Multi-GPU kernel serialization

Hi all,

I’m trying to run long running kernels on multiple devices in parallel, however I’m seeing a serialization of these kernels (i.e. the kernel to be run on device 1 waits for the kernel on device 0 to complete before starting). The link below shows the profiler output, illustrating this behavior.

Imgur

I’ve built a very simple application which generated the profile output to demonstrate this behavior, included below. Can anyone explain why this could be happening?
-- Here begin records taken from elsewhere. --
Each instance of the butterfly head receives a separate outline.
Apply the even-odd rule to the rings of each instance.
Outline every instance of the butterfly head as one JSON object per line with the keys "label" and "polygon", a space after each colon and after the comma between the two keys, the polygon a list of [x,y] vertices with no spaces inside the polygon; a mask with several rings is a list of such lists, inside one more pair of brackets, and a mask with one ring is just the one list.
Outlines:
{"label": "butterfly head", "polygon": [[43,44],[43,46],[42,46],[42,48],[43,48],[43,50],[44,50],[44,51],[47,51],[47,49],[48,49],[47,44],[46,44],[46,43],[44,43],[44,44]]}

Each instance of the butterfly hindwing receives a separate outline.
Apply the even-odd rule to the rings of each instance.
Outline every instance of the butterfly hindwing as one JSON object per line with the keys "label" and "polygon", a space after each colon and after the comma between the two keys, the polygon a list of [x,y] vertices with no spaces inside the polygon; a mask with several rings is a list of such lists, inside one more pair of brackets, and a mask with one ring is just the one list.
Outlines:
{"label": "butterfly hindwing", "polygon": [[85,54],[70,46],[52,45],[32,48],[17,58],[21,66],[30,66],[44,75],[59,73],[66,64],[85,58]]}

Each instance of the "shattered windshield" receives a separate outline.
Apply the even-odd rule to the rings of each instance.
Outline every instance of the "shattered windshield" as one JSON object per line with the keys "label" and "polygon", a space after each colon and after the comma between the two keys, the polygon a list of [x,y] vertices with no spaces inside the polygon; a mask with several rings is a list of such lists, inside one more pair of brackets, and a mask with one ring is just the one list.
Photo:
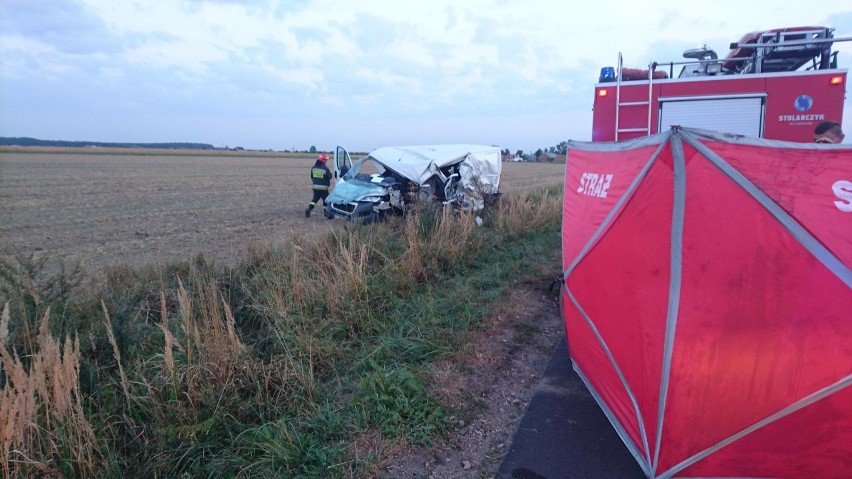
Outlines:
{"label": "shattered windshield", "polygon": [[372,174],[382,174],[386,168],[370,156],[365,156],[360,160],[352,163],[352,168],[343,176],[344,179],[355,178],[358,175],[370,176]]}

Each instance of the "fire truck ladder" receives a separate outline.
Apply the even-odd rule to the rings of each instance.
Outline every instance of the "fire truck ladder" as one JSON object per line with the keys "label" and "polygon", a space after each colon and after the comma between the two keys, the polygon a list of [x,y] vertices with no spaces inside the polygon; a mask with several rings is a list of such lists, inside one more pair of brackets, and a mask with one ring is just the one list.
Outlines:
{"label": "fire truck ladder", "polygon": [[[645,135],[651,134],[651,99],[652,96],[652,86],[654,83],[654,69],[648,69],[648,100],[642,101],[621,101],[621,75],[622,75],[622,66],[623,61],[621,58],[621,52],[618,52],[618,74],[616,75],[615,80],[615,141],[618,141],[619,133],[644,133]],[[644,128],[621,128],[621,123],[619,122],[621,119],[621,109],[624,107],[635,108],[644,106],[648,110],[648,124]]]}

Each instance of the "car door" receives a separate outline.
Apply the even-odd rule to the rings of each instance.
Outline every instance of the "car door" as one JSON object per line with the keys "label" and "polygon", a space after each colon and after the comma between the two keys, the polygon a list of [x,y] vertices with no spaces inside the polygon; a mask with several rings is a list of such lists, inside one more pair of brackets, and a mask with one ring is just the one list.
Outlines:
{"label": "car door", "polygon": [[350,168],[352,168],[352,159],[349,157],[349,152],[346,148],[338,146],[334,151],[334,177],[343,178]]}

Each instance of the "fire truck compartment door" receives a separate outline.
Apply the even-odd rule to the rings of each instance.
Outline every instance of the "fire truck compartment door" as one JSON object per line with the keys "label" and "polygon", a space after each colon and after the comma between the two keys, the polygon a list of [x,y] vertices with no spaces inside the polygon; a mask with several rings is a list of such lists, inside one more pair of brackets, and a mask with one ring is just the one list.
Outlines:
{"label": "fire truck compartment door", "polygon": [[659,99],[657,131],[672,125],[763,137],[764,96]]}

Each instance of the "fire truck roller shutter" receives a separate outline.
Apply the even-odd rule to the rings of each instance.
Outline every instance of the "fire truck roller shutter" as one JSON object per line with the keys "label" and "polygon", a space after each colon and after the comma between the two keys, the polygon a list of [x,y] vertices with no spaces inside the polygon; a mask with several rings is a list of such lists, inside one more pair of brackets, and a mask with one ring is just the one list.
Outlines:
{"label": "fire truck roller shutter", "polygon": [[672,125],[763,137],[764,95],[660,98],[657,131]]}

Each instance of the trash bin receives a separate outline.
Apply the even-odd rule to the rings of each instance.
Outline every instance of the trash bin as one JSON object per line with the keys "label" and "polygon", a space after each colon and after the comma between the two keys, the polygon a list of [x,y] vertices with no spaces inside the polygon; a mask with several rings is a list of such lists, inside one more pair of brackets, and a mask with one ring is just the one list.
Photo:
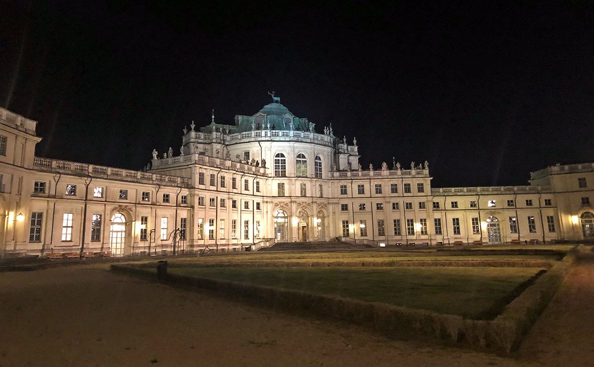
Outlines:
{"label": "trash bin", "polygon": [[167,278],[167,260],[157,261],[157,279],[165,280]]}

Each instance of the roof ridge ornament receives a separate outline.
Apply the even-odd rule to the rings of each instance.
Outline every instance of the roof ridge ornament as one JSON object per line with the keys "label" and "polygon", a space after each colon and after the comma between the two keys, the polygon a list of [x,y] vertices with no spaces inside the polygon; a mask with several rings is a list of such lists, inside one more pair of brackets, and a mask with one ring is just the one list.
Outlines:
{"label": "roof ridge ornament", "polygon": [[276,97],[276,96],[274,96],[274,93],[276,93],[276,92],[275,92],[274,91],[272,91],[272,93],[271,93],[270,90],[268,91],[268,94],[270,94],[272,97],[272,103],[279,103],[280,105],[280,97]]}

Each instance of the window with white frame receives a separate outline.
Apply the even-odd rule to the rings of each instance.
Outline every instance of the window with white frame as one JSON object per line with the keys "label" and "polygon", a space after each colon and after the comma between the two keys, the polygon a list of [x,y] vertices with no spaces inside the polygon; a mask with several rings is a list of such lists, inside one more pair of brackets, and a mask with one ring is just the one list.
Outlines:
{"label": "window with white frame", "polygon": [[394,219],[392,222],[394,224],[394,235],[402,236],[402,232],[400,230],[400,220]]}
{"label": "window with white frame", "polygon": [[381,184],[375,184],[375,194],[381,194]]}
{"label": "window with white frame", "polygon": [[103,188],[100,186],[96,186],[93,188],[93,197],[94,198],[102,198],[103,197]]}
{"label": "window with white frame", "polygon": [[244,239],[249,239],[249,221],[244,221]]}
{"label": "window with white frame", "polygon": [[415,235],[415,220],[413,219],[406,220],[406,234],[409,236]]}
{"label": "window with white frame", "polygon": [[470,222],[472,224],[472,234],[478,235],[481,233],[481,226],[479,224],[478,218],[471,218]]}
{"label": "window with white frame", "polygon": [[76,196],[76,185],[67,185],[66,195],[68,196]]}
{"label": "window with white frame", "polygon": [[536,233],[536,222],[533,216],[528,216],[528,231],[531,233]]}
{"label": "window with white frame", "polygon": [[419,224],[421,224],[421,234],[426,235],[427,234],[427,219],[426,218],[421,218],[419,220]]}
{"label": "window with white frame", "polygon": [[295,175],[298,177],[307,177],[307,159],[303,153],[297,154],[295,159]]}
{"label": "window with white frame", "polygon": [[36,194],[45,194],[45,182],[35,181],[33,185],[33,192]]}
{"label": "window with white frame", "polygon": [[6,147],[8,139],[3,135],[0,135],[0,156],[6,156]]}
{"label": "window with white frame", "polygon": [[41,229],[43,225],[43,213],[33,211],[31,213],[31,227],[29,229],[29,242],[41,242]]}
{"label": "window with white frame", "polygon": [[441,218],[434,218],[433,224],[435,227],[435,234],[441,234]]}
{"label": "window with white frame", "polygon": [[214,219],[208,219],[208,239],[214,239]]}
{"label": "window with white frame", "polygon": [[101,241],[101,214],[93,214],[91,216],[91,241]]}
{"label": "window with white frame", "polygon": [[460,218],[451,219],[452,233],[454,235],[460,234]]}
{"label": "window with white frame", "polygon": [[276,153],[274,156],[274,176],[285,177],[286,175],[287,159],[283,153]]}
{"label": "window with white frame", "polygon": [[390,192],[391,194],[397,194],[398,193],[398,184],[390,184]]}
{"label": "window with white frame", "polygon": [[62,241],[67,242],[72,240],[72,219],[74,214],[71,213],[65,213],[62,217]]}
{"label": "window with white frame", "polygon": [[315,156],[315,178],[322,178],[322,159],[320,156]]}
{"label": "window with white frame", "polygon": [[161,217],[161,241],[167,241],[167,223],[169,218]]}

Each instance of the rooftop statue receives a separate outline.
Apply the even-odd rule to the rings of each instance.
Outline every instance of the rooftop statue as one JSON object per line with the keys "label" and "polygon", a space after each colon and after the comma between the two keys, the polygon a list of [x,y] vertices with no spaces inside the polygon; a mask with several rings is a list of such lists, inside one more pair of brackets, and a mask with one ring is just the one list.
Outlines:
{"label": "rooftop statue", "polygon": [[280,103],[280,97],[275,97],[274,96],[274,93],[276,93],[276,92],[275,92],[274,91],[272,91],[271,93],[270,93],[270,90],[268,91],[268,94],[270,94],[271,96],[272,96],[272,103]]}

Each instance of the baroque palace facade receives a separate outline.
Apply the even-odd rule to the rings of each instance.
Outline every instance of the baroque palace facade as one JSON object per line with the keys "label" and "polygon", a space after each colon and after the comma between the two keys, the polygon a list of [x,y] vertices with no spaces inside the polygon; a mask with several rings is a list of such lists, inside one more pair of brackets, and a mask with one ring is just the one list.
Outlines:
{"label": "baroque palace facade", "polygon": [[37,122],[0,109],[2,255],[594,239],[594,163],[531,172],[526,186],[432,188],[426,162],[362,169],[356,139],[273,101],[234,125],[192,122],[144,171],[36,157]]}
The CUDA docs state that there is no implied synchronization in cudaSetDevice, so I don’t understand why there should be any in this scenario.

Thanks for any pointers!

__global__ void kernel(int *in)

{

        int i;

        for(i = 0; i < 100000000; i++) {

                atomicAdd(in+threadIdx.x, 1);

        }

}

int main(int argc, char **argv)

{

        int *d_in;

        int *d_in2;

        cudaSetDevice(0);

        cudaMalloc((void **)&d_in, sizeof(int)  * 256);

        cudaMemset(d_in,0x00,sizeof(int)*256);

        cudaSetDevice(1);

        cudaMalloc((void **)&d_in2, sizeof(int)  * 256);

        cudaMemset(d_in2,0x00,sizeof(int)*25666666);

cudaSetDevice(0);

        kernel<<<1,256>>>(d_in);

        cudaSetDevice(1);

        kernel<<<1,256>>>(d_in2);

cudaSetDevice(0);

        cudaDeviceSynchronize();

        cudaSetDevice(1);

        cudaDeviceSynchronize();

cudaSetDevice(0);

        cudaFree(d_in);

        cudaSetDevice(1);

        cudaFree(d_in);

}

what OS and GPU?

Running on Linux x86-64, with a pair of Tesla M2070, CUDA driver and runtime version 4.0. I should add that using streams to launch the kernels doesn’t change the observed behavior.

Thanks.

EDIT: Using system timers, it looks like the wall clock time is correct so maybe this is just a problem with the profiler?

EDIT2: Fixed it by using the patched profiler for Red Hat.